In the 80's Wayne developed Lake Vista in Forest, a 750-acre planned development in Forest, Virginia. He was also President of the Greater Lynchburg Chamber of Commerce, Chairman of Greater Lynchburg's Vision 2001,and on the Board of Directors of The Community Bank of Forest.

In 1995, Wayne and his wife, Kathy, moved to Salem, Massachusetts where Wayne became the founding Executive Director of the Salem State College Assistance Corporation, transforming a former industrial site adjacent to the college into a business incubator, The Enterprise Center at Salem State University. 

In 1999, Dr. Kathy Corley was hired by the Beaufort County Board of Education to open the new Bluffton Elementary School, and the couple moved to the Low country. Kathy is now the principal of Red Cedar Elementary School in Bluffton. 

In 2000, Wayne joined Harden Tuten Custom Homes and became the Director of Sales and Marketing until 2012. He has been a licensed real estate broker since 2005. As an Associate Broker with Charter One Realty, he specializes in the listing, marketing, and sales of luxury properties in the Bluffton-Hilton Head area private golf communities. 

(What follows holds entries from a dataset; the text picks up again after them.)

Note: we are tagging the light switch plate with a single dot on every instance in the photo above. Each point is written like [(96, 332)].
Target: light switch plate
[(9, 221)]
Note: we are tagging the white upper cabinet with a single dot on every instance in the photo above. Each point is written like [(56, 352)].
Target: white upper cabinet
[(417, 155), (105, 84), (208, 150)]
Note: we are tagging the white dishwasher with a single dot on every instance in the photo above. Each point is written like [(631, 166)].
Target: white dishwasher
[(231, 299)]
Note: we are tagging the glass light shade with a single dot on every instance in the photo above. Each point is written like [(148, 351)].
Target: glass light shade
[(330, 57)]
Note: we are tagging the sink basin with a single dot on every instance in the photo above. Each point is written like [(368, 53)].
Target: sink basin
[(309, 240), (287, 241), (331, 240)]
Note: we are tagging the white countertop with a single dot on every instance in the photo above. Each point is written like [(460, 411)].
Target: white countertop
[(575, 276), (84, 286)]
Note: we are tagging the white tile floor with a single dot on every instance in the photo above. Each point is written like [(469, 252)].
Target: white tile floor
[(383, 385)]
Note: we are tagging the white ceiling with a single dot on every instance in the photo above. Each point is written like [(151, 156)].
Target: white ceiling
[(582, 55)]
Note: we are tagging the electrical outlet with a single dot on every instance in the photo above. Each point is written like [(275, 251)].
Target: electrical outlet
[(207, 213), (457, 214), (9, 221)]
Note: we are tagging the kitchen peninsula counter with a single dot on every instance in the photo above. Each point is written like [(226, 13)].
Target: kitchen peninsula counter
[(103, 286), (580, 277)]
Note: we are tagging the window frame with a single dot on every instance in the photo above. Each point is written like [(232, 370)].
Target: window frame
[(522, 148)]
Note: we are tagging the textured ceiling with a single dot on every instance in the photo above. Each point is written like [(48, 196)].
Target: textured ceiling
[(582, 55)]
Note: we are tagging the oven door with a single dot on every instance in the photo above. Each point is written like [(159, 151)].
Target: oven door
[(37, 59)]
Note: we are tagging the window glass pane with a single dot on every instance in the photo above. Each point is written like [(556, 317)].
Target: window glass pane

Wayne is a 2006 graduate of the Hilton Head-Bluffton Chamber of Commerce Leadership Program and has served as Chairman of the Board of the Palmetto Chapter of the American Red Cross and as a member of the Beaufort County Tax Equalization Board. Wayne's experience in real estate and the sales and marketing of custom homes in communities throughout the Low country brings an added benefit to clients seeking to purchase, sell, or build residential properties.